A women's clothing chain founded to cater to the faith-and-values shopper is selling what it bills as "modest" apparel at Chandler Fashion Center.
But your typical customer at Shade Clothing, which opened near Nordstrom last month, doesn't look anything like Laura Ingalls Wilder, and merchandise there is closer to what you'd find at The Gap than on an episode of "Little House on the Prairie."
Shade places an emphasis on moderately priced, trendy women's clothing that isn't too sheer, low-cut or revealing.
Bridget Burress, Shade's assistant manager, said the clothes are sort of a cross between Ann Taylor and Banana Republic.
"Overall, we just sell really great clothes that are super cute and super comfortable and are really great quality," she said.
The apparel ranges from leisure clothing for wearing around the house to more formal attire for going out.
Short-sleeve T-shirts cost $11.99, while a gathered dress with waist band is $48.50.

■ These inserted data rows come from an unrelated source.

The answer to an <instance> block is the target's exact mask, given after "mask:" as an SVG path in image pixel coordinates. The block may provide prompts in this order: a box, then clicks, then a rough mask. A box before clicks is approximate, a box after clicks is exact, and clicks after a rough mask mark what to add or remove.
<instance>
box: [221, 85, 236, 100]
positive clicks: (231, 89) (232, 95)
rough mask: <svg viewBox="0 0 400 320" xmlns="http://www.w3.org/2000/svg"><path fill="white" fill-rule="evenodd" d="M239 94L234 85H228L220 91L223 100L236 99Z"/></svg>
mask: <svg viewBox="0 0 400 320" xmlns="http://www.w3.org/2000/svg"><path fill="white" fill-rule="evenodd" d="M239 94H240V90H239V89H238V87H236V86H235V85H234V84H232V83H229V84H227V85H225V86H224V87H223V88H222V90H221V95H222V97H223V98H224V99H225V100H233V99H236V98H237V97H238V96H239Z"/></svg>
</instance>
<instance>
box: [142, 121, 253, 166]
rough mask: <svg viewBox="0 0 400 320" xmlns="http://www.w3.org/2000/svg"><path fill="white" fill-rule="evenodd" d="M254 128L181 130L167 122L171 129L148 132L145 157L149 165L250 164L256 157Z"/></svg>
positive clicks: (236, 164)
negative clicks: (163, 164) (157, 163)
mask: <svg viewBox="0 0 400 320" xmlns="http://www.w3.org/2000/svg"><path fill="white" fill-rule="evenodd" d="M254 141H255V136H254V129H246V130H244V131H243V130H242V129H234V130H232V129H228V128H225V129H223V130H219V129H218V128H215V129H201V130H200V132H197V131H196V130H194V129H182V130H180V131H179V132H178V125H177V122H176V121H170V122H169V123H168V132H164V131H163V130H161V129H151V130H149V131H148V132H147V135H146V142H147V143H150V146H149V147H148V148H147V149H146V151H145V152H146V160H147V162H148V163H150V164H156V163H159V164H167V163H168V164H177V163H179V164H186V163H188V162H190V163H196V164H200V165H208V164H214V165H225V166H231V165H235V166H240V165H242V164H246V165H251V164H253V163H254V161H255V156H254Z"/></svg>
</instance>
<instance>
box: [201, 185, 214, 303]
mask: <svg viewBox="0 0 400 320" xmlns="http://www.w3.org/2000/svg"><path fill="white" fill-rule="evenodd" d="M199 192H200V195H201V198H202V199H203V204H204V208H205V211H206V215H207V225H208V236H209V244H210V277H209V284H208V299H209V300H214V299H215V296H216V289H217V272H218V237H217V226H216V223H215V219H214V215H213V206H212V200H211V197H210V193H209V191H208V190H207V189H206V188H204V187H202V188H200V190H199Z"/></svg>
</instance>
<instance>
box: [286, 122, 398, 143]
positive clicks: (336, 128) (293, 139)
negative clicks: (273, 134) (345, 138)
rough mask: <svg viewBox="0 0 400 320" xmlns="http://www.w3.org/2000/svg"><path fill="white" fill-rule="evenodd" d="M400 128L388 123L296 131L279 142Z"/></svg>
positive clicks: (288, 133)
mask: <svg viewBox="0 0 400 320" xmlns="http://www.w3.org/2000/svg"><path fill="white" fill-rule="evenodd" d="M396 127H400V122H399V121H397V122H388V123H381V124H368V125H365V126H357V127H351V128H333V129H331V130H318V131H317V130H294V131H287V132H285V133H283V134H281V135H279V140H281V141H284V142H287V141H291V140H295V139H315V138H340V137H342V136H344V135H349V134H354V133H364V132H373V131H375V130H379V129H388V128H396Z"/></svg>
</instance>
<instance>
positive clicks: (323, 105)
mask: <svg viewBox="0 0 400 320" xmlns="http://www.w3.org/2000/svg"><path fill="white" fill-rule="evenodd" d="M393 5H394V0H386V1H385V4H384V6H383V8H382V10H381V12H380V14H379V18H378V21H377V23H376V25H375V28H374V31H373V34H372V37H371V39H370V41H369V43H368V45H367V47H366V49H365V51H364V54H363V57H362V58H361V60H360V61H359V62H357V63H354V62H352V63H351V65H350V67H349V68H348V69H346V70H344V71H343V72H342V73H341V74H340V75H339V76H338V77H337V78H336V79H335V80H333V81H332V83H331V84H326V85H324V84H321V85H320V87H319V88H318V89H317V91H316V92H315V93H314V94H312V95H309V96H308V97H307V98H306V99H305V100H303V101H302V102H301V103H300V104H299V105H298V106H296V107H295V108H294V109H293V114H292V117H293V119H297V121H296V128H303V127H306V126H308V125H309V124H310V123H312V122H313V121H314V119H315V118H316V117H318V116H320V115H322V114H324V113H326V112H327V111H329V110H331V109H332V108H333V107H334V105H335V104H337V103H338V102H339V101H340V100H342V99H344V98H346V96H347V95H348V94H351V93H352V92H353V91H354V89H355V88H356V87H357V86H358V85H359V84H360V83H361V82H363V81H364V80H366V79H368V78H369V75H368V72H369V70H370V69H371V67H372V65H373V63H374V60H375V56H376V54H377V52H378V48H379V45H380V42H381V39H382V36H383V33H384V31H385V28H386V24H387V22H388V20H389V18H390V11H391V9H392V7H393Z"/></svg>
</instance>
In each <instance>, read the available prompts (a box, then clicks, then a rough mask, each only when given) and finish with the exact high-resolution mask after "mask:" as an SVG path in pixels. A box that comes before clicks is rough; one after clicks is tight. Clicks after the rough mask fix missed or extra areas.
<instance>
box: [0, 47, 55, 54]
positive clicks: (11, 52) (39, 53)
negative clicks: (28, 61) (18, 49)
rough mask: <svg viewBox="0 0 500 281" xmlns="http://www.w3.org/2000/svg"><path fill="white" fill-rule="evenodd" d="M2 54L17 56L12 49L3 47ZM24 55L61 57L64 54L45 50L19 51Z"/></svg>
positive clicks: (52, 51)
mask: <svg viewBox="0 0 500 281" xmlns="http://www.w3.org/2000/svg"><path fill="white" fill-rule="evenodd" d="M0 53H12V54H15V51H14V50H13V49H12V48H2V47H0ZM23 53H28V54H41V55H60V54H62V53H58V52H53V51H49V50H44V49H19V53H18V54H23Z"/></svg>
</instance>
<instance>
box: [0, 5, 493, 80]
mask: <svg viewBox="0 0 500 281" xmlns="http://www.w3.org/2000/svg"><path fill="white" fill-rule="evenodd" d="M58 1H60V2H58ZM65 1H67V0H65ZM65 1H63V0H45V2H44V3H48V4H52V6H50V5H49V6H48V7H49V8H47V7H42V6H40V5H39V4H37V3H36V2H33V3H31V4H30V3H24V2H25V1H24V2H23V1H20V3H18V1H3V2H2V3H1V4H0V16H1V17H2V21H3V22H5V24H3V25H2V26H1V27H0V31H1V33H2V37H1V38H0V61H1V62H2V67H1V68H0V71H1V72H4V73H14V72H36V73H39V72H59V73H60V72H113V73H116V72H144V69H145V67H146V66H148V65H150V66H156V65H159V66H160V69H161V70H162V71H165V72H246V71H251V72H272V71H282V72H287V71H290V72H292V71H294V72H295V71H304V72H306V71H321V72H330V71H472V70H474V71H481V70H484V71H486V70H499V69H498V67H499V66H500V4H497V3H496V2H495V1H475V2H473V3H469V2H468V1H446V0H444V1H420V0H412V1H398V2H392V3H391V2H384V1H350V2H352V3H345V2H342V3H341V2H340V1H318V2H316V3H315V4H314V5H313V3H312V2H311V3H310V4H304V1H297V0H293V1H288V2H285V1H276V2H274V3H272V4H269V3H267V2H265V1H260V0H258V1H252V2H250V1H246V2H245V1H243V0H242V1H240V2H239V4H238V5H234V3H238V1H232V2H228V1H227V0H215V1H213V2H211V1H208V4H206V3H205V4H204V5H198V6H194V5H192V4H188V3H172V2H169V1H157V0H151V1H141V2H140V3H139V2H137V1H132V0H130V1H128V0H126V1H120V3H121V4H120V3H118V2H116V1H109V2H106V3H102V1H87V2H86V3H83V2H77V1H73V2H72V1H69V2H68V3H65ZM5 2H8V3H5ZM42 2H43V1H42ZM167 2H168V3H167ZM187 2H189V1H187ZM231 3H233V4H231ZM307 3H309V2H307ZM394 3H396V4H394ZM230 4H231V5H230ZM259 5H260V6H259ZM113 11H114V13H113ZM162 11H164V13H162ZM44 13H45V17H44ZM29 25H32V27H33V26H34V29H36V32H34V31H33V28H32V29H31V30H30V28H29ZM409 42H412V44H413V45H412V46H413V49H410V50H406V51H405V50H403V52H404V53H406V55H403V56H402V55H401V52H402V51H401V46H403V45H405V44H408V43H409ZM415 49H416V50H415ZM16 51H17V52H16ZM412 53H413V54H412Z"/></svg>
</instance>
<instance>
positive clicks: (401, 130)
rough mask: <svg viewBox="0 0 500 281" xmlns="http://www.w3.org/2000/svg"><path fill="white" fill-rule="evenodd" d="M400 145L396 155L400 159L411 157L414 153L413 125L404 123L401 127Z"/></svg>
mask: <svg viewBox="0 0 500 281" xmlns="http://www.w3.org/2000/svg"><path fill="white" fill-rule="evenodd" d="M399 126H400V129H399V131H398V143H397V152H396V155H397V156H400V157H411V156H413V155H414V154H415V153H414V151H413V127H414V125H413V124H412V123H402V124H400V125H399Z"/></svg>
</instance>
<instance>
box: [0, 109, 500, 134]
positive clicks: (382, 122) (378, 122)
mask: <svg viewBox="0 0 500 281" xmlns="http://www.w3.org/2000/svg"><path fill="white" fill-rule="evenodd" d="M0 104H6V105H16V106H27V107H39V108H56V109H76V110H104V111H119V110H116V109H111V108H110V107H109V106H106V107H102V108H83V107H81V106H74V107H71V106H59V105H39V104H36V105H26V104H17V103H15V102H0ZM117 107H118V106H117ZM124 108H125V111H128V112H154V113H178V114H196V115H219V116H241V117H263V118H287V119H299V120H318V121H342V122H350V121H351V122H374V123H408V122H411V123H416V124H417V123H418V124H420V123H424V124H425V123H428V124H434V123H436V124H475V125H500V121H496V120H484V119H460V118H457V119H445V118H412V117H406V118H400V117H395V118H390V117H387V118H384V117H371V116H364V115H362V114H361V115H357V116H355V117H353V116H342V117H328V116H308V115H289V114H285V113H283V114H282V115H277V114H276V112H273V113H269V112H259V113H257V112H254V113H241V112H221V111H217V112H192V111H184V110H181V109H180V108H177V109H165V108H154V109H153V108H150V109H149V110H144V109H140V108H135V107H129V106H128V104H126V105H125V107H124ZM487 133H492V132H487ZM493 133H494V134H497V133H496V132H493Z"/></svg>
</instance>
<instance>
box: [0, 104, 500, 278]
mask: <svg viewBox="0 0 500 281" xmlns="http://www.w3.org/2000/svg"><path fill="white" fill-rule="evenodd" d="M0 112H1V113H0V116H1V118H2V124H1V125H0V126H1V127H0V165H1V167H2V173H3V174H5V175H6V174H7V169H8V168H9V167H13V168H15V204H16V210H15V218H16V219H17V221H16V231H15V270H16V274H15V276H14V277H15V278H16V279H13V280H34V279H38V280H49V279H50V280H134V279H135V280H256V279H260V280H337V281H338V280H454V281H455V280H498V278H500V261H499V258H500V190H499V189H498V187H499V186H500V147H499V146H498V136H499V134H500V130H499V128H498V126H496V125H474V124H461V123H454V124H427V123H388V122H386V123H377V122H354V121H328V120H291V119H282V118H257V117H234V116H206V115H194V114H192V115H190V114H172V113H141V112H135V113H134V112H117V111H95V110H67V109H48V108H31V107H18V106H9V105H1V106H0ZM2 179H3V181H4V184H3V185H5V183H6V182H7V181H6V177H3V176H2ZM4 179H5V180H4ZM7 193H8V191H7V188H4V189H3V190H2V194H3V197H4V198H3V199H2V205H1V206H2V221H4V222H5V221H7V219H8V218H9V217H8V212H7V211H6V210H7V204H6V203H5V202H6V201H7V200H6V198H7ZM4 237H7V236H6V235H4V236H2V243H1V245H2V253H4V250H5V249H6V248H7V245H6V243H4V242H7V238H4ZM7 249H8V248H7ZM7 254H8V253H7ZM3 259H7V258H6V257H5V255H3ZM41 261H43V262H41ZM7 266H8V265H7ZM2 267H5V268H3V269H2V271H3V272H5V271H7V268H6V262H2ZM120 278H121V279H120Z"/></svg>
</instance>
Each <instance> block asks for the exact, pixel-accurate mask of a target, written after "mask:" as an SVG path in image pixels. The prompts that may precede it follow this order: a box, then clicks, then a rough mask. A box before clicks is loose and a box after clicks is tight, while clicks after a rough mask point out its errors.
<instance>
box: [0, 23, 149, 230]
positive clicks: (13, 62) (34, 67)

Other items include collared shirts for about $25, hoodies for about $39 and lounge pants for about $35.
Shade was founded in late 2004 by Chelsea Rippy, a Mormon woman living in American Fork, Utah, who said she was tired of rummaging through clothing racks for outfits that didn't flash a lot of skin.
"It's kind of hard to distinguish my values with just my insecurities and my self-consciousness," she explained. "I was raised ... to be modest and not to expose too much, but at the same time I'm a mother of two and I don't have a perfect body. Regardless of my religion or even my modesty, it was becoming a factor of comfort."
Rippy, who also designs the chain's clothing, said she originally thought her clothes would appeal only to other members of The Church of Jesus Christ of Latter-day Saints. But she soon discovered the clothes had broader appeal with women who simply want to look fashionable without sacrificing comfort.
"It actually only took me a matter of a month or so before I was like 'Oh, wow. This brand is going to appeal to everyone regardless of religion,'" she said. "At the end of the day, women want to be comfortable in what they're wearing."
Jill Buckley, a Gilbert resident who was browsing the racks at Shade, said she liked the style of clothing.
"I like that the shirts are long," she said, explaining that many tops expose her midriff whenever she raises her arms.
"I'm pretty sure I'll shop here - almost positive," she said.